Sebastian and Cramer began by looking at charts of the Volatility Index, also known as the fear index, and the S&P 500. Normally when stocks are moving higher, bulls want the VIX to be going down.
In comparing the S&P 500 since the beginning of the year, the charts showed that both were rising going into the January peaks. That was bad because the two measures never move the same way for very long. Either the VIX heads back down, or, as happened earlier this year, stocks take a tumble and the VIX spikes.
Sebastian told Cramer that most of the time, when the VIX and the S&P are trading together, the VIX turns out to be right and the S&P turns out to be wrong.
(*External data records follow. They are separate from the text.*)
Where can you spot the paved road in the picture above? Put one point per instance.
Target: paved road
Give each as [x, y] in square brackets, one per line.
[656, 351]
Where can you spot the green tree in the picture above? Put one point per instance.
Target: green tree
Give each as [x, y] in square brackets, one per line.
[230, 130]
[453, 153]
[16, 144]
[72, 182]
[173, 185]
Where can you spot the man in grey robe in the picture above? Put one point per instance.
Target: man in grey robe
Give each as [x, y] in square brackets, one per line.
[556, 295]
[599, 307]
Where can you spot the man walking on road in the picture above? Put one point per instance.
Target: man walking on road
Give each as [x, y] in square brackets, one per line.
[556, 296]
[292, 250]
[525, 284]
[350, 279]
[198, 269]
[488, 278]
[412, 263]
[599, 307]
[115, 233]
So how about right now? Sebastian notes that over the past month, since June 27, the S&P is up about 130 points, or almost 5%, while the VIX has fallen from 18 to around 12.
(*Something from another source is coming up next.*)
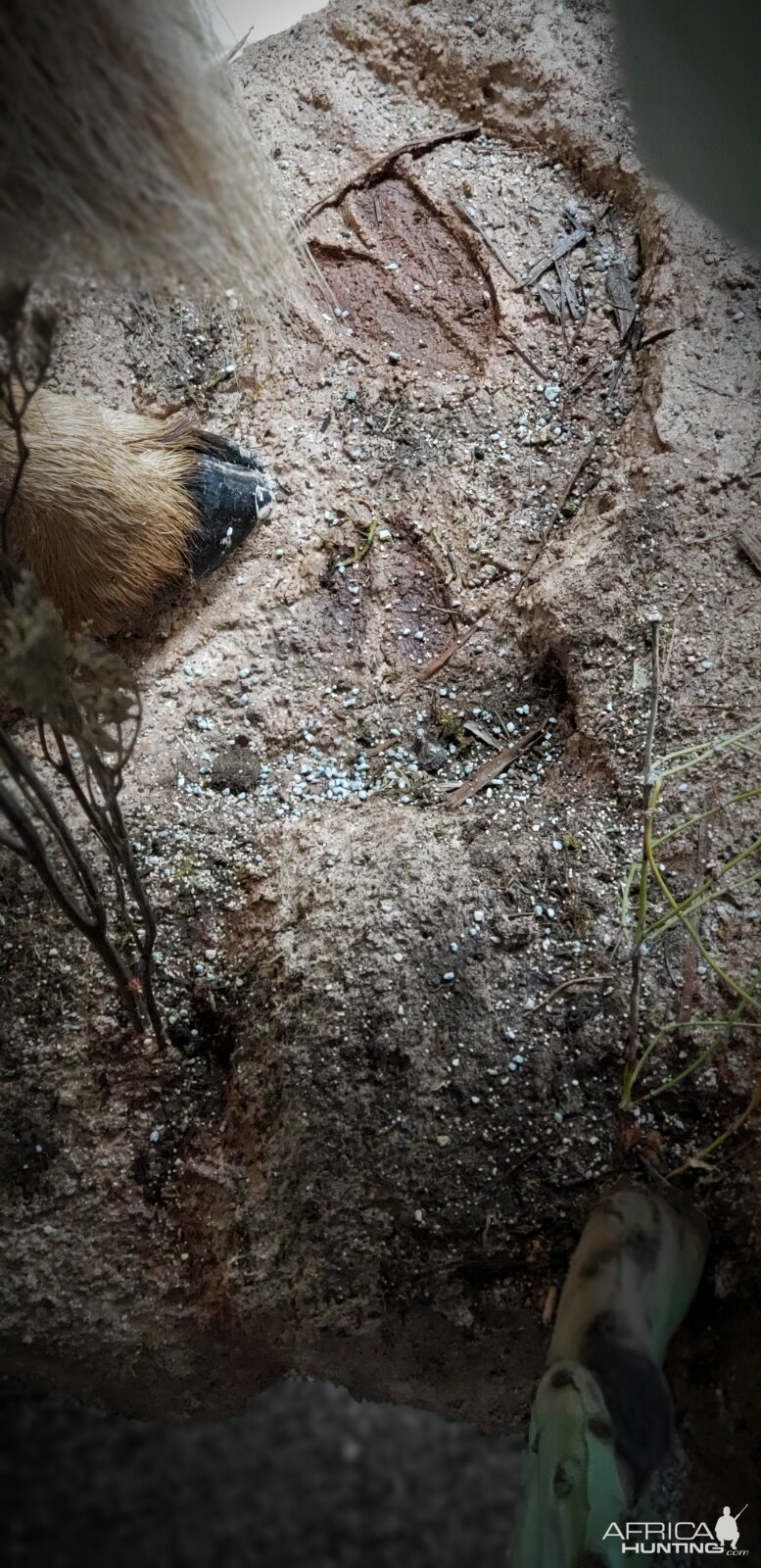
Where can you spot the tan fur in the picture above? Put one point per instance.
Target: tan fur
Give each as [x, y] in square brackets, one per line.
[122, 148]
[101, 517]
Sebastian says that very bullish because it's a sign that traders are not rushing to buy put options to protect against wild swings. In fact, traders are expecting less volatility, not more. For Sebastian that's a sign that big institutional money managers, who use options as insurance, like what they see and believe in the rally.
While disappointing earnings could quickly turn that sentiment around, Sebastian says it's unusual to see the VIX falling sharply heading into the heart of earnings season. After all, dozens of companies reporting financial results can lead to volatility. And the VIX did rise ahead of earnings season in January and April.
With the VIX still falling going into this earnings season, Sebastian views the trend as a positive development, at least on the surface.
But Sebastian told Cramer he is watching the relationship between two other charts closely: the normal Volatility Index and the VIX Volatility Index, or VVIX, which measures the volatility of the VIX itself.
What does Sebastian make of this picture? While the VVIX certainly isn't popping here, the fact that it's still holding near 100 is a sign that VIX traders themselves are still a bit wary. While the Volatility Index has come down dramatically, the VVIX has been pretty steady.
Sebastian says that if the VIX does go below 12 for a few days and the VVIX fails to go back to 90 or even lower, that would be a bad sign because it would imply that volatility will be going back up, and if the VIX does start to rally along with the S&P 500, that's never a good sign.
In short, if the VIX keeps going lower but the VVIX doesn't come down with it, Sebastian thinks you should expect some choppiness in the stock market, maybe yet another painful month of August. But at the moment, both the volatility index and the VVIX are painting a positive picture.